Sólo dos cualidades había en
mí anteriormente, quizás algo más desarrolladas que en mis condiscípulos,
cualidades que acaso hubieran atraído la atención de los profesores, si mi nada
envidiable reputación de alumno perezoso y descuidado no me hubieran condenado
de antemano a la indiferencia de todos. Eran éstas una petulante independencia de
juicio que me arrastró alguna vez hasta la discusión de las opiniones
científicas de un querido sabio y dignísimo maestro, con escándalo bien
justificado de mis condiscípulos, y un sentimiento profundo de nuestra
decadencia científica, que llegaba a la exaltación cuando, al leer el
profuso Tratado de Fisiología de Beclard, atestado de citas y preñado de
experimentos contradictorios, o las concienzudas y eruditas Anatomías de Sappey
y Cruveilhier, echaba de menos los nombres de sabios españoles. Semejante
preterición causábame profundo dolor, pareciéndome que los manes de la
patria habían de pedirnos estrecha cuenta de nuestra dejadez e incultura, y que
cada descubrimiento debido al extranjero era algo así como un ultraje a nuestra
bandera vergonzosamente tolerado. Y más de una vez durante mis paseos
solitarios bajo las sombrías y misteriosas alamedas que rodean la ciudad
heroica, agitado el cerebro por el estruendo de las tumultuosas aguas del Ebro,
en esos eternos soliloquios que constituyen la conversación favorita del
soñador, que gusta recatar su alma y sus queridas esperanzas de la heladora
sonrisa de los hombres prácticos y de las cabezas equilibradas, sin medir lo
arduo de la empresa ni reparar en la escasez de mis facultades, exclamaba: «No,
España debe tener anatómicos, y si las fuerzas y la voluntad no me faltan, yo procuraré
ser uno de ellos.»
Ahora bien: si yo, careciendo de
talento y de vocación por la ciencia, al solo impulso del patriotismo y de la
fuerza de voluntad, he conseguido algo en el terreno de la
investigación, ¡qué no lograrían esos primeros de mi clase y esos muchísimos
primeros de otras muchas clases si, pensando un poco más en la patria y algo
menos en la familia y en las comodidades de la vida, se propusieran aplicar
seriamente sus grandes facultades a la creación de ciencia original y
castizamente española! El secreto para llegar es muy sencillo; se
reduce a dos palabras: trabajo y perseverancia.
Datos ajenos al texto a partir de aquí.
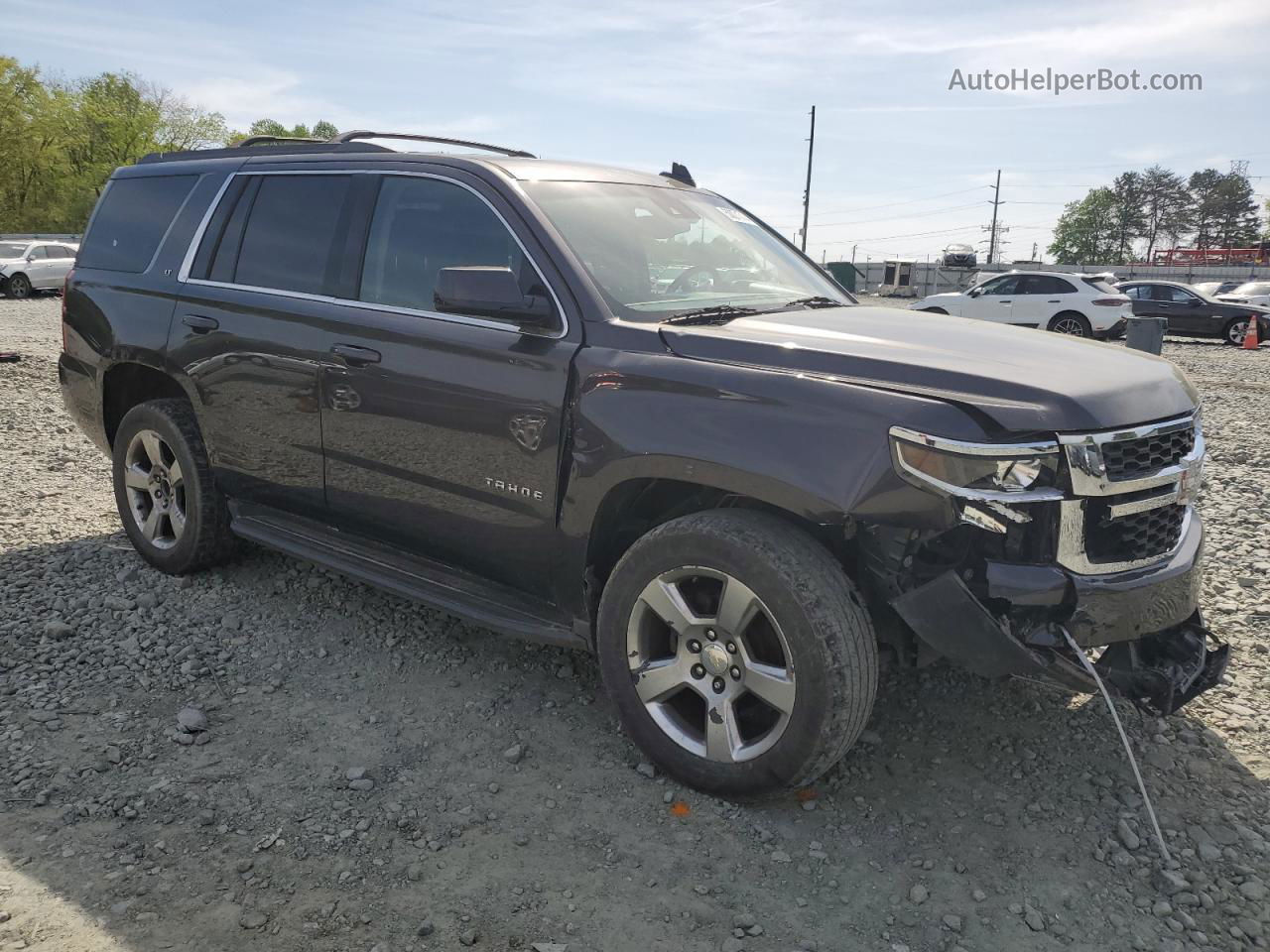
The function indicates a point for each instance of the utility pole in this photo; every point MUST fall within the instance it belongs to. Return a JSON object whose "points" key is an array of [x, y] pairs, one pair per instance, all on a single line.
{"points": [[996, 200], [807, 191]]}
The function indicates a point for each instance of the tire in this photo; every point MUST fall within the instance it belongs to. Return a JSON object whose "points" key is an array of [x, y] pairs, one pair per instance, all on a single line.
{"points": [[1234, 331], [18, 287], [808, 644], [190, 525], [1072, 324]]}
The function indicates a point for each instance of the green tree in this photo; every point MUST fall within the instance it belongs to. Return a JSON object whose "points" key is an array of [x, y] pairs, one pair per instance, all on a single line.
{"points": [[1129, 218], [1166, 208], [1087, 230], [321, 130], [1236, 218]]}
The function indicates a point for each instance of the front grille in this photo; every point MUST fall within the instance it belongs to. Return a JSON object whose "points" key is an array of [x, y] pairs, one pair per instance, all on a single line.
{"points": [[1132, 458], [1148, 535]]}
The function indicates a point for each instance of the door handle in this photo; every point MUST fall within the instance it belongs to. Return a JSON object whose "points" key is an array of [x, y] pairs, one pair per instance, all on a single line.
{"points": [[354, 354], [198, 324]]}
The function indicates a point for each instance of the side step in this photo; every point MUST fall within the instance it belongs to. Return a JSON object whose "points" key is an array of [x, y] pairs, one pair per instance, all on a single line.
{"points": [[425, 580]]}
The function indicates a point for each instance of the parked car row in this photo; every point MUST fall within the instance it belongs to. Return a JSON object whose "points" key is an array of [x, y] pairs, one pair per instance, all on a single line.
{"points": [[1080, 304], [1194, 313], [28, 267], [1096, 304]]}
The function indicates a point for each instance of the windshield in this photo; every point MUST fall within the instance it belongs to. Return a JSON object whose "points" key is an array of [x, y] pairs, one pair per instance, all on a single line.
{"points": [[1252, 287], [661, 252]]}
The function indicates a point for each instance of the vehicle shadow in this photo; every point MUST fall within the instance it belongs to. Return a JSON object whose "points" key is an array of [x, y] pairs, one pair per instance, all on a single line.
{"points": [[497, 771]]}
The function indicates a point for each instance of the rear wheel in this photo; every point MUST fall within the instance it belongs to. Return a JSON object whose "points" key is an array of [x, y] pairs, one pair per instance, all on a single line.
{"points": [[738, 653], [1071, 322], [1236, 330], [172, 511], [18, 287]]}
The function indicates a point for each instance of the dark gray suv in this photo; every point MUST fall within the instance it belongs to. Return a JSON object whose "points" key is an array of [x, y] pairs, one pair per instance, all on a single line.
{"points": [[613, 411]]}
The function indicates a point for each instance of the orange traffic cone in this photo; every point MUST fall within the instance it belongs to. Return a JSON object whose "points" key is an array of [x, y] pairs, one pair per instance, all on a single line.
{"points": [[1250, 338]]}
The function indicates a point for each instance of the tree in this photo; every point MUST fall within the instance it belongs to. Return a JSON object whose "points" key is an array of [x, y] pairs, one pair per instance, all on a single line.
{"points": [[1236, 220], [1129, 218], [321, 130], [1166, 207], [1088, 230]]}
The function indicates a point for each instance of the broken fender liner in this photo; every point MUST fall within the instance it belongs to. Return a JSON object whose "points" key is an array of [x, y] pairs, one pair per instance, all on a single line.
{"points": [[1166, 670], [948, 617]]}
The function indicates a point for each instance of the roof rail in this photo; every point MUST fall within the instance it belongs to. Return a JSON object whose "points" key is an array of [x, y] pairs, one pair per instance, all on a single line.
{"points": [[485, 146], [259, 140]]}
Mi empeño en poner en su punto las
aserciones de los providencialistas y genialistas, en lo concerniente al origen
de los descubrimientos, me han alejado un tanto de mi propósito; volviendo
nuevamente a él, es decir, a la justificación de mi trabajo, añadiré a lo antes
expuesto que, correspondiendo al interés demostrado por el señor Lluria, he
ampliado varios capítulos y he añadido alguno nuevo, inspirándome, por
desgracia, en motivos de triste actualidad.
¡Ojalá que este humilde folleto que dirigimos a la juventud estudiosa sirva para
fortalecer la afición a las tareas del laboratorio, así como para alentar
las esperanzas un tanto decaídas, después de recientes y abrumadores desastres,
de los creyentes en nuestro renacimiento intelectual y científico!"